Lors du procès l’année suivante, trois témoins ont beau disculper les deux hommes en affirmant les avoir vu ailleurs qu’au Lafayette Grill au moment du triple meurtre, Carter et Artris sont déclarés coupables sur la foi des affirmations de deux témoins à charge, deux blancs dénommés Alfred Bello et Arthur Bradley. Les deux accusés font appel mais il leur est refusé et ce n’est que 8 ans plus tard, en 1975, que Hurricane devient une cause célèbre grâce à Bob Dylan qui lui consacre la chanson éponyme. Plus grand succès commercial de Dylan, ce plaidoyer qui claque comme un coup de fouet va faire le tour du monde. Persuadé que le combat est juste, le chanteur organise même deux concerts de soutien à Hurricane Carter au Madison Square Garden de New York puis à l‘Astrodome de Houston.

Jugements contradictoires

Les juges reviennent alors sur leur verdict et Carter, ainsi qu’Artis, sont libérés. Pas pour longtemps, hélas pour eux. L’un des témoins, Bello, revient à nouveau sur sa déposition et les deux accusés retournent en prison en décembre 1976, sur fond de vengeance raciste. Envolés cette fois-ci les soutiens, Dylan et ses amis se détournent de son sort. L’auteur de Blowin’ in the Wind ne rejouera d’ailleurs plus jamais Hurricane sur scène. Après maintes procédures, Artis est quand même libéré sur parole en 1981 puis Hurricane Carter en 1985, un juge de Newark estimant que le verdict de 1976 est anticonstitutionnel. En 1988, sa condamnation est définitivement annulée.

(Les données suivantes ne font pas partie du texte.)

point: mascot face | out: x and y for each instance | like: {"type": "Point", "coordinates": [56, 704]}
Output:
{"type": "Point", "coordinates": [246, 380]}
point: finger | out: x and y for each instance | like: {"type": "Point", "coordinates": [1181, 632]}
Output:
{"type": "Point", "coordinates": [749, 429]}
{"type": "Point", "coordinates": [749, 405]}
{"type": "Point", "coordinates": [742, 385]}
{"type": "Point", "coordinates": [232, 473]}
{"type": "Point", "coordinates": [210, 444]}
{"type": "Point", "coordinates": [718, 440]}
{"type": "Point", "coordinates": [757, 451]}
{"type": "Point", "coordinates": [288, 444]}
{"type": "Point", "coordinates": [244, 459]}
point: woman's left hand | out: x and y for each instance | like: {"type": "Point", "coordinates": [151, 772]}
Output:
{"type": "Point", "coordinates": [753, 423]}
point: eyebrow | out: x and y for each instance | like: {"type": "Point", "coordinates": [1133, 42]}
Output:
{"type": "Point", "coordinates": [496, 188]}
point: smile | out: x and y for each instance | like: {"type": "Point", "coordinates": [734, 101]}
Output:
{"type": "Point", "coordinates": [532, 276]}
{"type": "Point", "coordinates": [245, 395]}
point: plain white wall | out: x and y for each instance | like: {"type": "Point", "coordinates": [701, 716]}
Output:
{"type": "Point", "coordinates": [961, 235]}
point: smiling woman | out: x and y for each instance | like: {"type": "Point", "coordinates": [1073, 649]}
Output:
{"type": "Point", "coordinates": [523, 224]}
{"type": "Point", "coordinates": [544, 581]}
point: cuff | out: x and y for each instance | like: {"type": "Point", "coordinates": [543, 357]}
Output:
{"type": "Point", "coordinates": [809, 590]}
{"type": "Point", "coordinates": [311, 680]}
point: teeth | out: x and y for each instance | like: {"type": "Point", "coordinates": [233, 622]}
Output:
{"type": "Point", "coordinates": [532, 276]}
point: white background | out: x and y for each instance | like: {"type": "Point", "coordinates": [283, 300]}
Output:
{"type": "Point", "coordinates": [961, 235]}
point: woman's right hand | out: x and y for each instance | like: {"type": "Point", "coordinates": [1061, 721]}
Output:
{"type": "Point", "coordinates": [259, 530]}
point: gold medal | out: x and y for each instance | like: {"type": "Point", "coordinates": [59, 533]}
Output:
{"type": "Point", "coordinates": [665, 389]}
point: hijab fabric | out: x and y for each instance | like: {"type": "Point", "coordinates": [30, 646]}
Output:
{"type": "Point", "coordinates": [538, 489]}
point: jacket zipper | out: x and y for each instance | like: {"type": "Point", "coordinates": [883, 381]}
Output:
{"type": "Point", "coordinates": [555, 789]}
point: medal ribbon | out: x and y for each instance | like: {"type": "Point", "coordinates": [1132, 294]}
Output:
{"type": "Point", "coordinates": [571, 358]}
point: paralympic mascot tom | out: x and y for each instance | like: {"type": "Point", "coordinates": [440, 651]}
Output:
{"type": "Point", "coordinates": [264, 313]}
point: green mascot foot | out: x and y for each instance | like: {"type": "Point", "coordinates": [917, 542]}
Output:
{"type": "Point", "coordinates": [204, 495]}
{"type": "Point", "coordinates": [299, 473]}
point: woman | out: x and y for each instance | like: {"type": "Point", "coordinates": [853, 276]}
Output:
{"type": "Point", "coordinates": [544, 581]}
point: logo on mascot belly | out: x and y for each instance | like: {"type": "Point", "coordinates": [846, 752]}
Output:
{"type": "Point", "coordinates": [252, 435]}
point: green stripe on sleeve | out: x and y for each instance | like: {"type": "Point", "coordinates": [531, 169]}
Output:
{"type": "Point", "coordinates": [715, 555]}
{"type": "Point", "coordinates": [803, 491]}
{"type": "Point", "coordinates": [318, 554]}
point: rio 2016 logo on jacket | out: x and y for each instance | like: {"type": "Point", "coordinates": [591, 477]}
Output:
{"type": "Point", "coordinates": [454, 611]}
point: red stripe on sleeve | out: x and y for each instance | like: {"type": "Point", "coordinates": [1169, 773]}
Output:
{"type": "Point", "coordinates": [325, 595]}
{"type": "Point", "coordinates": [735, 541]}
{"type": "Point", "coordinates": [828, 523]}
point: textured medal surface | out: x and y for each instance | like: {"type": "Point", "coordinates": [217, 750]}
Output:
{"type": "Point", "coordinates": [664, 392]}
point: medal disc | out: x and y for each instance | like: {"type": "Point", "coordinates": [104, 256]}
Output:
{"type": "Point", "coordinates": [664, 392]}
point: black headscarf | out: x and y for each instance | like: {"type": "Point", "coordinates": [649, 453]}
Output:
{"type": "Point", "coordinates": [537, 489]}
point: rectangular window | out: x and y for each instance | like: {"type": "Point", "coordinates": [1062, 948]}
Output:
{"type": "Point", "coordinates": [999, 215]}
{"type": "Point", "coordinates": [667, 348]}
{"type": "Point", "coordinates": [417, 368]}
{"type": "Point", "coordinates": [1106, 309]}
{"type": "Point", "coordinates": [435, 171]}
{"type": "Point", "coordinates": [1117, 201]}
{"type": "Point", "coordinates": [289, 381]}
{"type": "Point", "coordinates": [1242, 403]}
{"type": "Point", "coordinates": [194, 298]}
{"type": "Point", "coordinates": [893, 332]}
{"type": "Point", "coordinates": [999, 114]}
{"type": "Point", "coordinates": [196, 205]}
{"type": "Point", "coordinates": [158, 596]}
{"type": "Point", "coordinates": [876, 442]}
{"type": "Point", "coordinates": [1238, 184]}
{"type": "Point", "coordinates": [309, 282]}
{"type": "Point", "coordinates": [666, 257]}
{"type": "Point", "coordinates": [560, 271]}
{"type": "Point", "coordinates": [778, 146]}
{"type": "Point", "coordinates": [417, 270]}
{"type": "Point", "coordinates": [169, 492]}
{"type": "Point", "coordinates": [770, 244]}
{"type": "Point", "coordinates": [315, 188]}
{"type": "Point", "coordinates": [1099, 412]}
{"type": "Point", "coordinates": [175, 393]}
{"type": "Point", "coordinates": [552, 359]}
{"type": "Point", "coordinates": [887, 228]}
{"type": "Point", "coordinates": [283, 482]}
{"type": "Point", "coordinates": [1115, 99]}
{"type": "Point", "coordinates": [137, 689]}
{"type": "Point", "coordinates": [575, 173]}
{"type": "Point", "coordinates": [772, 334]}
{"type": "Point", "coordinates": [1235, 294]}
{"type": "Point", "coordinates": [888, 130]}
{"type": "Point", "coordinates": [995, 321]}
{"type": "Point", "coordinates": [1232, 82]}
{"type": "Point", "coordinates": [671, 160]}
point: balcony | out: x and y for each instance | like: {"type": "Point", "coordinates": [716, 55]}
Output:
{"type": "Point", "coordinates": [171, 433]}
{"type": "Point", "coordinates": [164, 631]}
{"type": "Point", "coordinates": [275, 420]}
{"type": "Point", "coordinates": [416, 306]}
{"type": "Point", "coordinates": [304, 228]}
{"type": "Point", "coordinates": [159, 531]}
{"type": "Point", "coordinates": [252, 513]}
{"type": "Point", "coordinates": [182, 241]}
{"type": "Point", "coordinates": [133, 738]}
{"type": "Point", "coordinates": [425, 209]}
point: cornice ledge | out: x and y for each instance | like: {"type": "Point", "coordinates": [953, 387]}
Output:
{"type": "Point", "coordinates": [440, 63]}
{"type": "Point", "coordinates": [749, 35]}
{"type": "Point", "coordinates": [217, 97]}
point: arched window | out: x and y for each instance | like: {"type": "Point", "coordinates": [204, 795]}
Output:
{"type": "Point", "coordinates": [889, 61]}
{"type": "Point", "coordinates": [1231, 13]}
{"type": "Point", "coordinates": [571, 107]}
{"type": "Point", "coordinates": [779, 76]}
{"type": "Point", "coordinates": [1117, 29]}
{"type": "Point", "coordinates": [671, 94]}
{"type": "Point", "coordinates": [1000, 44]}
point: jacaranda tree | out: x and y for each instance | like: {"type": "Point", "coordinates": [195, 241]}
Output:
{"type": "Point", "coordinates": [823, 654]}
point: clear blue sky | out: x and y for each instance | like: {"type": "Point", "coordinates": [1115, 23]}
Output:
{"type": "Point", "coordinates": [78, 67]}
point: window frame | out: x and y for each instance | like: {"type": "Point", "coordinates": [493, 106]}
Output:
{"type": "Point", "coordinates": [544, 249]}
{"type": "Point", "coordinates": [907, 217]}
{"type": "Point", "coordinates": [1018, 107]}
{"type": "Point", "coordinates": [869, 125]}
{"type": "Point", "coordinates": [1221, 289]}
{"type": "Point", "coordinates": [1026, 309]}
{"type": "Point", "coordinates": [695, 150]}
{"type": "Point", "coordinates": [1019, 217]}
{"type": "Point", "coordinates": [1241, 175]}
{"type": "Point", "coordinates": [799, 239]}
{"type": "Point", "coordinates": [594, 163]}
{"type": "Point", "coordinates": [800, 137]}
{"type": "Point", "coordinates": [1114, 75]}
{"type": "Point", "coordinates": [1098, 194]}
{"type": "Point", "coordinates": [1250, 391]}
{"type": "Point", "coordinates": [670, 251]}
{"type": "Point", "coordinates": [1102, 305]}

Dès lors, Rubin Carter va consacrer le reste de a vie à lutter contre les inégalités et les erreurs judiciaires, notamment avec sa fondation Innocence International. En 1999, Norman Jewison lui consacre le film Hurricane avec Denzel Washington dans le rôle principal, interprétation qui vaut à l’acteur un Golden Globe ainsi qu’une nomination aux Oscars. Retiré à Toronto (Ontario) depuis les années 1990, Rubin Carter a succombé à un cancer de la prostate, un dimanche de Pâques. « Durant les jours sur cette planète, j’ai vécu l’enfer durant les 49 premières années et j’ai connu le paradis ces 28 dernières années » confiait-il en février dernier au quotidien The Daily News, une phrase qui prend encore plus de sens au lendemain de sa disparition.